California State Legislature
- Full name: California Internet Consumer Protection and Net Neutrality Act of 2018
- Introduced: January 3, 2018
- Assembly voted: August 30, 2018
- Senate voted: August 31, 2018
- Signed into law: September 30, 2018
- Sponsor(s): Scott Wiener
- Governor: Jerry Brown
- Code: Civil Code
- Section: 3100
- Resolution: SB822 (2017-2018 Session)

Status: Current legislation

= California Internet Consumer Protection and Net Neutrality Act of 2018 =

State law in California, US

The California Internet Consumer Protection and Net Neutrality Act of 2018 is a law in California designed to protect net neutrality. It was signed into law on September 30, 2018.

The act prevents internet service providers from doing the following things:
- Blocking lawful traffic
- Slowing lawful traffic
- Receiving payment from an edge provider (e.g. website, website host, content provider) for many things
- Paid-prioritization
- Getting paid for Zero-rating
- Zero-rating some content in a category, but not all content in that category (e.g. zero rating Facebook, but normal treatment for Google Plus)
- Preventing users from using their own devices
- Not being transparent about "network management practices, performance, and commercial terms"
- Attempting to circumvent these laws.

The act has been lauded as the "gold standard" of net neutrality laws.

== Responses ==
Within hours, the United States Department of Justice responded by suing the state of California, claiming that states have no jurisdiction over the Internet.
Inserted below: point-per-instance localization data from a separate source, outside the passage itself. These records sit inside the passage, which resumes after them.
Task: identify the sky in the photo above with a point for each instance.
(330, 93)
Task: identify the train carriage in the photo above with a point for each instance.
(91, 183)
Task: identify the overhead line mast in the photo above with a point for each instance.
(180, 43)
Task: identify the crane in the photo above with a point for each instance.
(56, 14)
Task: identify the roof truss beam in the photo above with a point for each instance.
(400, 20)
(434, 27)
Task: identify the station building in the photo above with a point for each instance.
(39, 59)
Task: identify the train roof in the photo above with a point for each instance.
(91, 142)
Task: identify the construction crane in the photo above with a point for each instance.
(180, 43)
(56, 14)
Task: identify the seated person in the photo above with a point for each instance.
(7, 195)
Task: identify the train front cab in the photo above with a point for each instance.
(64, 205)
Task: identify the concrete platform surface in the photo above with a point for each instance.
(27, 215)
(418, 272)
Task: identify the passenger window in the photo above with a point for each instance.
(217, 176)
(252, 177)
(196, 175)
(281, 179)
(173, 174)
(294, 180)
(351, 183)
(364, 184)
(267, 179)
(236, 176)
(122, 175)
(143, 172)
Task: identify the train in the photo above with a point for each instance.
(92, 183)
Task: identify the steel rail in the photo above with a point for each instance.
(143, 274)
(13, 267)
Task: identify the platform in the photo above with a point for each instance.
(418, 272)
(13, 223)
California has said that they will fight the suit. A separate lawsuit from four lobbying groups that represent the major United States terrestrial and mobile communication carriers, United States Telecom Association, CTIA, NCTA and the American Cable Association, also sued the state of California for similar reasons as the Justice Department, claiming that the state does not have authority to regulate Internet providers.
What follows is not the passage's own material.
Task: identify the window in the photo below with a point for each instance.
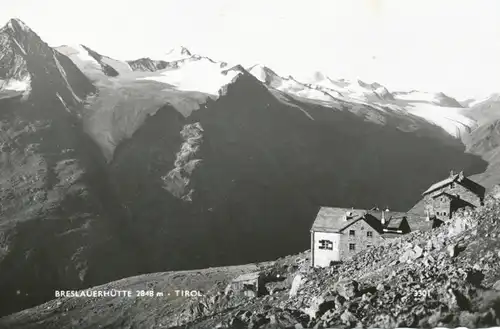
(326, 244)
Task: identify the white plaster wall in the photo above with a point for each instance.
(323, 257)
The cases were put on hold during litigation of Mozilla v. FCC, a multi-party suit which challenged the 2017 FCC order that had reclassified ISPs as Title I information services under the Communications Act of 1934 and rolled back net neutrality provisions; this same order had denied that states had authority to override the FCC's rules related to net neutrality. Mozilla v. FCC was decided in October 2019, upholding most of the FCC's new rules but did find that the FCC did not have power to restrict state and local governments from setting their own net neutrality provisions.
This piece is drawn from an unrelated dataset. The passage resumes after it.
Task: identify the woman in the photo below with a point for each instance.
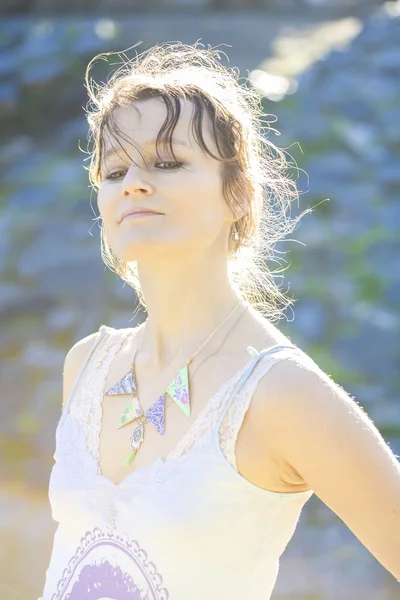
(189, 444)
Both the DOJ and the industry's suit against California over the law was restarted in August 2020 following the conclusion of the Mozilla case. With the election of Joe Biden as president in January 2021 and the indication that the FCC would likely change its rules to be favorable of net neutrality, the DOJ dropped its suit against California. On February 23, 2021, Federal Judge John Mendez of the U.S. District Court for the Eastern District of California denied a motion for a preliminary injunction from the telecom lobbying groups, allowing the law to go into effect. Ninth Circuit ruled unanimously in January 2022 that California's net neutrality law may continue to be enforced and cannot be overridden by the FCC as, current as of the decision, Internet services were classified as information services.